Sewell is leading the effort to designate December 1st as Rosa Parks Day

Washington, D.C. — Today, U.S. Rep. Terri Sewell (AL-07) spoke on the House Floor to commemorate the 69th anniversary of the arrest of Rosa Parks in Montgomery, Alabama. Rep. Sewell called on her colleagues to pass her bill, H.R. 308, to designate December 1st as a federal holiday commemorating Rosa Parks’ historic arrest.

Watch it on YouTube here.

Rep. Sewell: Mister Speaker, I rise to honor the legacy of an American hero, Mrs. Rosa Parks, as we observe the 69th anniversary of her historic arrest in Montgomery, Alabama.

On December 1, 1955, Rosa Parks took a bold stand against segregation by refusing to give up her seat on a Montgomery bus. Her quiet, dignified courage sparked the beginning of the Montgomery Bus Boycott and galvanized a movement that changed the very fabric of this nation.

Beginning on December 5th, and continuing for the next 13 months, African Americans in Montgomery, Alabama, brought the city’s bus system to a screeching halt. Their efforts were successful, resulting in the November 1956 Supreme Court decision outlawing racial segregation on public buses.

The change-makers who staged the Montgomery Bus Boycott are a testament to the will of a disenfranchised people to take control of their own destiny, and their success quickly became the global model for nonviolent human rights advocacy. 

69 years later, as the benefactors of their sacrifices, we remain indebted to them for laying the foundation of the continued struggle for liberty and justice for all.
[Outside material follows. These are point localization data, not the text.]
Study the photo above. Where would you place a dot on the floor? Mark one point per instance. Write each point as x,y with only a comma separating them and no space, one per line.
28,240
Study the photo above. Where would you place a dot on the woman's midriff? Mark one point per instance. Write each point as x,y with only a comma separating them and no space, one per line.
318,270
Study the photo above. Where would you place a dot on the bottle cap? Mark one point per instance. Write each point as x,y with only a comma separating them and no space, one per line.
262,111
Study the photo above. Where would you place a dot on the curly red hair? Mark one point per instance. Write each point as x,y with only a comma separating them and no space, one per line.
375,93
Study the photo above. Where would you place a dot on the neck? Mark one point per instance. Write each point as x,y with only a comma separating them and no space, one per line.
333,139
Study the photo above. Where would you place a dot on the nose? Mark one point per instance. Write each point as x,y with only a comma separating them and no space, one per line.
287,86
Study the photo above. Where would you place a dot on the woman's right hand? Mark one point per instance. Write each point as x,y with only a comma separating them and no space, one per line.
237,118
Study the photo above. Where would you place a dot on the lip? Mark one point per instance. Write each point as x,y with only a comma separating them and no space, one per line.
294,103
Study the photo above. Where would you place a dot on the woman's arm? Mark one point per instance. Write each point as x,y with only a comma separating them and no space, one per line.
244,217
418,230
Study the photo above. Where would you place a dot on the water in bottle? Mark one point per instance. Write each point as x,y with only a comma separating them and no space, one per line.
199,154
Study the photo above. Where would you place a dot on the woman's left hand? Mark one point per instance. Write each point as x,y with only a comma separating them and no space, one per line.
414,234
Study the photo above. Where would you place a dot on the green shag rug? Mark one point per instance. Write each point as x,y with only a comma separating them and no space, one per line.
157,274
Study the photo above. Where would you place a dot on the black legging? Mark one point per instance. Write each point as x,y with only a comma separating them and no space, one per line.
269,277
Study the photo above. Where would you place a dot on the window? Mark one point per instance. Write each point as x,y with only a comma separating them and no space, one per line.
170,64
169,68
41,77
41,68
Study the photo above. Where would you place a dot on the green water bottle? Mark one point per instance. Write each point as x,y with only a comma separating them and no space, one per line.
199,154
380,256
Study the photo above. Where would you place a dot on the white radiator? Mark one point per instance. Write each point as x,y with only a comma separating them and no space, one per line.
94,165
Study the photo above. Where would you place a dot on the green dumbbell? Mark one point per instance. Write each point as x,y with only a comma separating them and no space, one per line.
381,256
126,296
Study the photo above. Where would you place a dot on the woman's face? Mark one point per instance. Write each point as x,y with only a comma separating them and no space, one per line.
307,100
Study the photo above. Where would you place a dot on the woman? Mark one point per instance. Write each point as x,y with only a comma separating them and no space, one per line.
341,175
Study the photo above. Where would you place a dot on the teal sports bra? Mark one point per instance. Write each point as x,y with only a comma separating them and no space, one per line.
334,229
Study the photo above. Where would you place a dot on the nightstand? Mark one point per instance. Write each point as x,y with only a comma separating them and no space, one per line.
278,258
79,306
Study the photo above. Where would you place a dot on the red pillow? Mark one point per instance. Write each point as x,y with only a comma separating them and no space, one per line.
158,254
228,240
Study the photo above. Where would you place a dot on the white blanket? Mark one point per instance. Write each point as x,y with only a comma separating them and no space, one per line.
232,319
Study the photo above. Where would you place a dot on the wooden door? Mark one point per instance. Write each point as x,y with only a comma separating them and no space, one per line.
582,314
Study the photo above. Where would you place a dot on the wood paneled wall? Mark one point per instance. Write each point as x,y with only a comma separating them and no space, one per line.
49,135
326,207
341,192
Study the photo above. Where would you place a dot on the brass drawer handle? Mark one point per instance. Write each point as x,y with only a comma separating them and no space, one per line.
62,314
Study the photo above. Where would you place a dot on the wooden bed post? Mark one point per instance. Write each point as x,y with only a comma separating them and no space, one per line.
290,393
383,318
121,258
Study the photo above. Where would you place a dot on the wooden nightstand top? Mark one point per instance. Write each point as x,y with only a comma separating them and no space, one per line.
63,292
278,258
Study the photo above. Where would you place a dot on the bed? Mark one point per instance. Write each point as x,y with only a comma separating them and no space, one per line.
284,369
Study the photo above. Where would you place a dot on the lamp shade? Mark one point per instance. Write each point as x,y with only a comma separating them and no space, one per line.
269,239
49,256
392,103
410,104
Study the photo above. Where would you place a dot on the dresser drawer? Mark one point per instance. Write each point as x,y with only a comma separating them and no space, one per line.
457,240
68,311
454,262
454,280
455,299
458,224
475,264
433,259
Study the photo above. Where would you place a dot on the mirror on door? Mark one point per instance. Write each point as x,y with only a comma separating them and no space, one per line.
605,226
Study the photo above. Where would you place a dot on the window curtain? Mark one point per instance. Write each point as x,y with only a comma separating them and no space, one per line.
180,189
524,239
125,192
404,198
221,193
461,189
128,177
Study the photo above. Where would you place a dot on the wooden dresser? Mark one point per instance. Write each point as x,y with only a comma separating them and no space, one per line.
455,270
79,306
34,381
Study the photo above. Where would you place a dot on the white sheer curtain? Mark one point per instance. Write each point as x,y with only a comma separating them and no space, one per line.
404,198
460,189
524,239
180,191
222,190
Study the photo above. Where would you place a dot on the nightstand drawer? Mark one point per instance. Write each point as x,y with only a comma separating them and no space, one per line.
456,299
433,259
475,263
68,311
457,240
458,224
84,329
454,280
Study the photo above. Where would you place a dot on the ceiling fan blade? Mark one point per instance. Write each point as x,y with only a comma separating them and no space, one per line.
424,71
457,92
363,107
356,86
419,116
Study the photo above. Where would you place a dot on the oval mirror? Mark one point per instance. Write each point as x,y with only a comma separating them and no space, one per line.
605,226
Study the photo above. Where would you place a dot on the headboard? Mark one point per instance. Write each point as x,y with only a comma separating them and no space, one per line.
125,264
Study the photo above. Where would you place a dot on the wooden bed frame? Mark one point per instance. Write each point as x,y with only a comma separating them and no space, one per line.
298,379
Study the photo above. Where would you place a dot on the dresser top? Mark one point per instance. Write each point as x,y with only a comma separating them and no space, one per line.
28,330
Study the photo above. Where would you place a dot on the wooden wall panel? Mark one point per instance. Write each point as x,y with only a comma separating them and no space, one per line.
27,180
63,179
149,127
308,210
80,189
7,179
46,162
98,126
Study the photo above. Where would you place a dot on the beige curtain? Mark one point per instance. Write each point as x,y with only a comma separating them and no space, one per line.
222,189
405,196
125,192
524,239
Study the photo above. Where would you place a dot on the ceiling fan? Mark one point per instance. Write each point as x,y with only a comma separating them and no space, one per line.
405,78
That’s why today, I am proud to be leading the effort in Congress to designate December 1st as “Rosa Parks Day” to commemorate her historic arrest. 

H.R. 308, the Rosa Parks Day Act, was the very first bill that I introduced in the 118th Congress, along with my colleagues Chairman of the CBC Steven Horsford of Nevada and Congresswoman Joyce Beatty of Ohio.

It will help ensure that Rosa Parks’ brave sacrifice is never forgotten, and it will remind us of the power of ordinary Americans to achieve extraordinary social change.

Moreover, it will become the first federal holiday in our nation’s history to honor a Black woman.

Rosa Parks is a true American hero. She was awarded the Presidential Medal of Freedom in 1996, the Congressional Gold Medal in 1999, and even became the first woman to lie in state in the U.S. Capitol Rotunda.

Her lifelong work in the fight for equality and justice still resonates today. There is no more befitting figure in our nation’s history to honor with a new federal holiday.

I urge my colleagues to join me in supporting H.R. 308, the Rosa Parks Day Act.

Thank you, and I yield back the balance of my time.